President de Sousa made the announcement on Sunday night, invoking “social reasons”, and guaranteed the newly promulgated bill “does nor compromise owners’ rights not does it conflict with the Constitution”.
The bill temporarily suspends the eviction of “tenants in vulnerable situations”;these said to be “the elderly aged 65 or over, and citizens with a high degree of disability”.
An extensive note penned by Marcelo Rebelo de Sousa on the promulgation, published on the portal of the Presidency of the Republic, said: “Considering these arguments and the social justifications of greater fragility and less ability to provide responses, which underpin the diploma, the President of the Republic believes they should be upheld. Which is, in fact, something he has always defended”,
On 6 July, parliament passed a global final vote on a bill drawn up on the basis of PS and Left Bloc projects, which establishes an “extraordinary and transitional regime for the protection of elderly or disabled persons, who are renters and have resided at the same address for over 15 years”.
The bill was passed with votes in favour from the parliamentary left-wing (PS, PCP, BE and PEV) and the PAN party for People, Animals and Nature, having been rejected by the PSD social democrats and the conservative CDS-PP Christian democrats.
This comes as reports this week highlight that the price of rents in Porto and Lisbon have soared by 20 percent, pushed up by a lack of housing. As an example, whereas the price for a T2 in Queluz three years ago was around €350 per month, landlords are now asking in the region of €550 per month, according to latest data.

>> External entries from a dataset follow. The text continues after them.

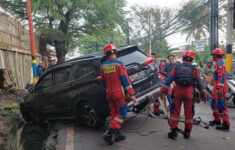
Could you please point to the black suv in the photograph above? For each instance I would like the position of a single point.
(70, 89)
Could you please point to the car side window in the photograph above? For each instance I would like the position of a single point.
(62, 75)
(83, 70)
(45, 82)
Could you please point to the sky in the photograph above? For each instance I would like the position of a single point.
(174, 40)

The report, in Diário de Notícias (DN), also said that the length of time it takes for one tenant to leave and another to move in is shorter than ever, and that there is a stark difference in rental performances pre-and-post 2015.

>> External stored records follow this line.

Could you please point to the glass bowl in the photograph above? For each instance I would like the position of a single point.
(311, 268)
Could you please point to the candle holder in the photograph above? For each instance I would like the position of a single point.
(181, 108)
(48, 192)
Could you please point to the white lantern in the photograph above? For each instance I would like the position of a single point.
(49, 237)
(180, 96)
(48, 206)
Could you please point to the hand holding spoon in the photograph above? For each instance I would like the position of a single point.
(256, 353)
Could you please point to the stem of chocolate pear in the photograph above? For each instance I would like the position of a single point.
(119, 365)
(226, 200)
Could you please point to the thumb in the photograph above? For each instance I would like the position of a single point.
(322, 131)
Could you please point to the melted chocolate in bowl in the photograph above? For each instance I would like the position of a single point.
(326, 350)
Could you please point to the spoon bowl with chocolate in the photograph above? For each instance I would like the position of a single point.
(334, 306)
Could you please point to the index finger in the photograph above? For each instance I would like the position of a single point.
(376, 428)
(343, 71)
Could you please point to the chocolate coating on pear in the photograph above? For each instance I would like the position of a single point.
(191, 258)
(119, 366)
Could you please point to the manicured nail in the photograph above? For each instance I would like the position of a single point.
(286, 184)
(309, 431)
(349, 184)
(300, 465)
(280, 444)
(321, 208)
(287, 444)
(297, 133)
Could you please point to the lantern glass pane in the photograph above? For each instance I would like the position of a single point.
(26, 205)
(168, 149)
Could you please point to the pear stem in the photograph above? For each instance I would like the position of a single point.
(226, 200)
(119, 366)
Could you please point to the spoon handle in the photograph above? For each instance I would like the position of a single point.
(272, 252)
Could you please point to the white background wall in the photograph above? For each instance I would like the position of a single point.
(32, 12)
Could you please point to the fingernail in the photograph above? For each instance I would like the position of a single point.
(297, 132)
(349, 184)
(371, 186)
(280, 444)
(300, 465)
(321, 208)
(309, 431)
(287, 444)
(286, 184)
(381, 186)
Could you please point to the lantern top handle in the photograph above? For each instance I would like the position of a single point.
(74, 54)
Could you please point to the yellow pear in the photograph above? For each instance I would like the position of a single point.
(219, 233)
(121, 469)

“This year [2015] marks the beginning of a cycle of year-on-year increases in rental prices which, in the case of Porto, translated into a 20 percent increase in the first three months of this year. This is the highest increase in the last seven years, well above the 13 percent registered at national level and which places the northern city at the same level as rises in Lisbon”, DN reports.
“Despite this inflation in rents, the time that landlords can expect to have a new tenant is getting shorter”, the newspaper elaborates, stating that, according to data from Confidential Real Estate provided to DN / Dinheiro Vivo, “in 2013, the owner of a property in Porto could expect an average of five months until he could find a new tenant, and in Lisbon or Sintra it took three months. Now they expect much less and there are situations where the houses do not even make it onto websites, or stay there for less than 48 hours”.